Strajk w kopalni Piast trwał nadal, jednak sytuacja stawała się coraz trudniejsza. "Wigilia była jednym z najbardziej przejmujących momentów tego strajku; odbywała się już w skrajnie niekorzystnych warunkach. 23 grudnia dyrekcja kopalni zablokowała dostawy żywności z powierzchni i uniemożliwiła wymianę lamp górniczych w celu ich doładowania" – wyjaśnił dr Sznajder.
"Ostatnie dni strajku, w tym Wigilię, większość strajkującej załogi spędziła już właściwie w ciemnościach, z wydzielanym jedzeniem.
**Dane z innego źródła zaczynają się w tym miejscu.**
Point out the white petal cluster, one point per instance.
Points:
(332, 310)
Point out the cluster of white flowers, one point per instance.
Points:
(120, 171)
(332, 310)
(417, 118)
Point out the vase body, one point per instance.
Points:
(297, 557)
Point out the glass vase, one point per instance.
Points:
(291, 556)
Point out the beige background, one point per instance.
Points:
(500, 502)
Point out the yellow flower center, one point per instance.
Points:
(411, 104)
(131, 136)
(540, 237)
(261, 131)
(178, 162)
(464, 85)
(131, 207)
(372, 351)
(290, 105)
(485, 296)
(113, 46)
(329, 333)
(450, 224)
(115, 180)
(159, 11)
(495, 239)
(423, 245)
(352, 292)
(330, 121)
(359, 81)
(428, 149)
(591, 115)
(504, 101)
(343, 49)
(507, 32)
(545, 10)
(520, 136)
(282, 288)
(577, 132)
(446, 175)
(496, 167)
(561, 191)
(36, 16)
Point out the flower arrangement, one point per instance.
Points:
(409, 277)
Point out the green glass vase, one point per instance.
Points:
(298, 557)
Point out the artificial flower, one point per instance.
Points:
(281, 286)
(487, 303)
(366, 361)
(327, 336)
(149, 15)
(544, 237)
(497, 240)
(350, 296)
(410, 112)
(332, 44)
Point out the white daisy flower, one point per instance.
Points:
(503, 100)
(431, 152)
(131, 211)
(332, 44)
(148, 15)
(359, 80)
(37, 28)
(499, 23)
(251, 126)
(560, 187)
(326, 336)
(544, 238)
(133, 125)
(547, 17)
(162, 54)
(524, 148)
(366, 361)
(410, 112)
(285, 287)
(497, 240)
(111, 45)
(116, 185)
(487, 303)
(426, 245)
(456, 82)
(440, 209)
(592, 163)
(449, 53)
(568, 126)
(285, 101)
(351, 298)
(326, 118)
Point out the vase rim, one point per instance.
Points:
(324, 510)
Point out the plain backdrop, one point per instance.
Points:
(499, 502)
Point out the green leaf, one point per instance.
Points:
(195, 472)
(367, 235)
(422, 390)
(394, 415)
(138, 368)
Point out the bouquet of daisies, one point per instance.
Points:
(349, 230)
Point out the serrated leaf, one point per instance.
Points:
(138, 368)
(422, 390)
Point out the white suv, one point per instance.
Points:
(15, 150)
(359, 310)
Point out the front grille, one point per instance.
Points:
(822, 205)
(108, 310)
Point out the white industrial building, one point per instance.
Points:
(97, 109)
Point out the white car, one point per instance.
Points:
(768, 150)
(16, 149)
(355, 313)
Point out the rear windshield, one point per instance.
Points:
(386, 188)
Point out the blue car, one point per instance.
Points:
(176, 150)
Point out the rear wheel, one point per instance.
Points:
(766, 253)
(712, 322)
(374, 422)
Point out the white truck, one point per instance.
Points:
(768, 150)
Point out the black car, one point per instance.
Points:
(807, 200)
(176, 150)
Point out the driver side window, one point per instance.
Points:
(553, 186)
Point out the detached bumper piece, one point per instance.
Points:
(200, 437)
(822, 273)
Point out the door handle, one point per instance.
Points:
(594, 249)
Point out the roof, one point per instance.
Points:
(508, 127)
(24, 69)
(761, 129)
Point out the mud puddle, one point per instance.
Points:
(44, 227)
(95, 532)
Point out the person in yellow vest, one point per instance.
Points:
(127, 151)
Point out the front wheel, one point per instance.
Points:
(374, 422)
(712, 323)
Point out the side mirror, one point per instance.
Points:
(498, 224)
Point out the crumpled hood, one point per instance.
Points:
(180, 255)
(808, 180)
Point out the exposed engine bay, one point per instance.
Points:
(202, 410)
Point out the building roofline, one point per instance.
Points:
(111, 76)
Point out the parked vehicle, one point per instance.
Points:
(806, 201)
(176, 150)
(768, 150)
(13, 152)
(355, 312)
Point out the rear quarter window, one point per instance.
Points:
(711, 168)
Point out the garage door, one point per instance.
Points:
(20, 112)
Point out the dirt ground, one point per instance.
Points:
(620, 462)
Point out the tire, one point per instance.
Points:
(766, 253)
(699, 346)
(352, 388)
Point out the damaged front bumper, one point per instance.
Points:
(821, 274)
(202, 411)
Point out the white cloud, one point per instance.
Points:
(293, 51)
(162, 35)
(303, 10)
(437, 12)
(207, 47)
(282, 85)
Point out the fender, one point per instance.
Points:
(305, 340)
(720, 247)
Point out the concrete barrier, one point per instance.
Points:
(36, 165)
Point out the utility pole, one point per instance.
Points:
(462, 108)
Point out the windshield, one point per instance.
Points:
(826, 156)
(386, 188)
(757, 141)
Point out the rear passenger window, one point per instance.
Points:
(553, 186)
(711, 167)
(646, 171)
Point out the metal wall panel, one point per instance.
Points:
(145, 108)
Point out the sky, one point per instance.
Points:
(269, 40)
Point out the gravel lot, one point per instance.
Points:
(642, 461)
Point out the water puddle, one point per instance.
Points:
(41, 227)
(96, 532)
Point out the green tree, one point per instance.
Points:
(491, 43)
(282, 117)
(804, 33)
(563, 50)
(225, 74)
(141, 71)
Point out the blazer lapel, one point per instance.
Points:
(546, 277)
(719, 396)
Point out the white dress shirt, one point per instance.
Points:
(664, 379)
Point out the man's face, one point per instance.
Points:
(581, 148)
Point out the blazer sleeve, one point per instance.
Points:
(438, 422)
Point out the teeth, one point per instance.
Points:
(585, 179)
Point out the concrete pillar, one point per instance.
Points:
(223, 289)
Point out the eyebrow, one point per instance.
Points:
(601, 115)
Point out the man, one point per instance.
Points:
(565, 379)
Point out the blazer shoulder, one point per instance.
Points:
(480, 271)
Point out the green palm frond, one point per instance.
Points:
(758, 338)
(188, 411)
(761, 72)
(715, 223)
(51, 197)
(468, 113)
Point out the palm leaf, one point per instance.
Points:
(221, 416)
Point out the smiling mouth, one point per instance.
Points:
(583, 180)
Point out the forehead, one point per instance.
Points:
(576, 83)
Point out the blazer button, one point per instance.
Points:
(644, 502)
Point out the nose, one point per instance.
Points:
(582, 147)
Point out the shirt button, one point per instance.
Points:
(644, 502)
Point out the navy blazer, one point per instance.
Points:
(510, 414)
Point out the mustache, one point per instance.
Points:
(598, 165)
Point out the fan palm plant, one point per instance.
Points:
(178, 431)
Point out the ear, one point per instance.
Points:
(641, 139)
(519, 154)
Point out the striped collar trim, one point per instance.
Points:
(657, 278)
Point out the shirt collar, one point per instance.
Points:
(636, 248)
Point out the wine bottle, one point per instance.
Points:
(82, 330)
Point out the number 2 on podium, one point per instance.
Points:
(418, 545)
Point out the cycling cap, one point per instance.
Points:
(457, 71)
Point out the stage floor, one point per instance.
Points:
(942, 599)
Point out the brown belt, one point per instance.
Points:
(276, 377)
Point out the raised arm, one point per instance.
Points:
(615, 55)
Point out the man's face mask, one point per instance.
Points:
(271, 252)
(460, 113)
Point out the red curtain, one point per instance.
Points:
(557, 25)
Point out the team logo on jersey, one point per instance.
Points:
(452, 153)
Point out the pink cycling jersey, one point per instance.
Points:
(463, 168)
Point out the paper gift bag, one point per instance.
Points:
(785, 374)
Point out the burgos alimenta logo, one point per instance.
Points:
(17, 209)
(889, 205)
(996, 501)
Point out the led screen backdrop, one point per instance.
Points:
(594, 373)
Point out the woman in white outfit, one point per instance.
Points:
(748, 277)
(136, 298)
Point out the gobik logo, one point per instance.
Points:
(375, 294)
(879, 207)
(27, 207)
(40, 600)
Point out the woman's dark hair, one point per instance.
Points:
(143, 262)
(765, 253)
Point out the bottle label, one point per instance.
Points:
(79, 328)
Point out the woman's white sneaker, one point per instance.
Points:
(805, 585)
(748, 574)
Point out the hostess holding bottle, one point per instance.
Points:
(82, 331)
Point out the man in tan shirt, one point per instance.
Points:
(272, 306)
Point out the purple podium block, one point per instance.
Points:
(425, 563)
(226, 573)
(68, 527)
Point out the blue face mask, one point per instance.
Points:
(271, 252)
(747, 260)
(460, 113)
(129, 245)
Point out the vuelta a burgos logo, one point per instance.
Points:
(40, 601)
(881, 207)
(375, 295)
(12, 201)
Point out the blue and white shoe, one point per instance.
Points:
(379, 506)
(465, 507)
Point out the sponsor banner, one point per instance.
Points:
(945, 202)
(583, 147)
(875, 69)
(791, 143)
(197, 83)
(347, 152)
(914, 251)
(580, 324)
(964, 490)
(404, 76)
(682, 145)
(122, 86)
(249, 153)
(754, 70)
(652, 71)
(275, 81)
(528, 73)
Wspominali, że po 24 grudnia było ciężko do tego stopnia, że nie gardzili już nawet nadpleśniałym chlebem" – dodał.
"Każdy z podziemnych strajków w kopalniach Piast i Ziemowit trwał dłużej niż np. pierwsze powstanie śląskie, a pod względem liczby osób bezpośrednio zaangażowanych w te wydarzenia, również niewiele ustępują one powstaniu. To jeden z bardzo ważnych elementów historii Śląska. Historia tych wydarzeń jest niezwykła i naprawdę zasługuje na opowiadanie ją całej Polsce" – ocenił dyrektor katowickiego oddziału IPN.
W swoich publikacjach historycy IPN starali się udokumentować codzienne życie górników pod ziemią. "Strajk w kopalni wbrew pozorom nie polega na nicnierobieniu. Kopalnia wymaga stałego dozoru i obsługi - pracować musiały urządzenia wentylacyjne, odwadniające, uruchamiane musiały być kombajny, skrawane kolejne warstwy przodka, żeby nie doszło do jego zaciskania. Więc tylko pozornie tych dwa tysiące, a potem ponad tysiąc, ludzi nie miało nic do roboty" – powiedział dyrektor, podkreślając olbrzymią dyscyplinę, jaką narzucili sobie strajkujący. Na powierzchni rozwinęła się akcja pomocy – zbierano pieniądze i żywność dla górników, w kopalnianej stołówce gotowano posiłki.
Pod ziemią górnicy utrzymywali w miarę regularny rytm dnia, od pobudki, poprzez poranną toaletę, pracę wyznaczonych sobie miejscach, po wspólne śpiewy, modlitwy oraz rozrywkę – były nawet prezentacje kabaretowe.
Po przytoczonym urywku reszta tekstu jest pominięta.